I looked at the SGE site and read through the FAQ and looked for the "introduction" that was mentioned but with no obvious link. I couldn't find any place the basics were described (a level deeper than "it distributes work for you" but much less deep than most of what I saw there that assumed you already knew a lot about using SGE).
Is it the right tool at all? Or is there some other Linux tool to do the job I want?
What is the level of overhead? Would it make sense to hand it thousands of tasks most of which only take a second? Or do I need to group tasks up to a reasonable level to avoid adding lots of overhead?
Is it practical to have a lightweight task on the requesting computer waiting for the requested task to finish (usually on some other computer)? Is it practical to specify some notification task to be run after a requested task finishes?
Is it practical to specify a task not start until after a listed set of previous tasks has finished?
One major use I have is doing compile and link tasks in a project with thousands of .cpp files to be compiled and linked to create dozens of .so files, all multiplied by several different tool sets (32 bit vs. 64 bit target, debug build vs. release build, Intel compiler vs. GCC, different versions of each, etc.)
Currently it is all launched by an obsolete version of bjam, which has a j switch so it can be told how many compiles/links to run in parallel, which I base on either the number of cores or the amount of ram on the system (whichever is more limiting). A top level script runs several bjam commands (strictly sequentially) to do each of a few major subprojects times each of the currently enabled tool sets. That whole script is launched manually on one of a few Centos systems based on which isn't busy.
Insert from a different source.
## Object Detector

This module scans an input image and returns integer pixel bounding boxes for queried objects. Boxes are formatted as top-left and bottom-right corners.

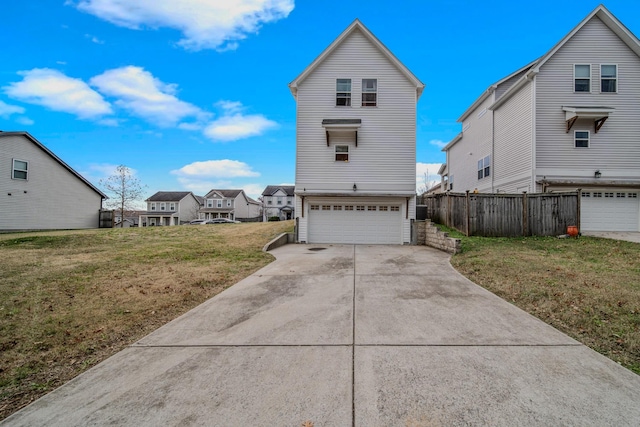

If something like SGE has very low overhead for tiny tasks, then I would want a very lightweight local task to be launched by bjam for every compile and every link, with bjam set to a much higher j value (number in parallel). Those lightweight local tasks would request the individual compile or link and wait for them (because bjam needs to think the task is local). So the top level scrip and bjam and all those lightweight tasks would run on one manually selected system and the real work would occur on several SGE selected systems. That would represent a minimum change from the current structure.
But I expect something like SGE has too much overhead for that idea. So another alternative would be handing whole bjam commands to SGE from the top level script. Most can run in parallel. But some of them cannot be started until specific earlier ones complete. So I would need extra logic to manage that.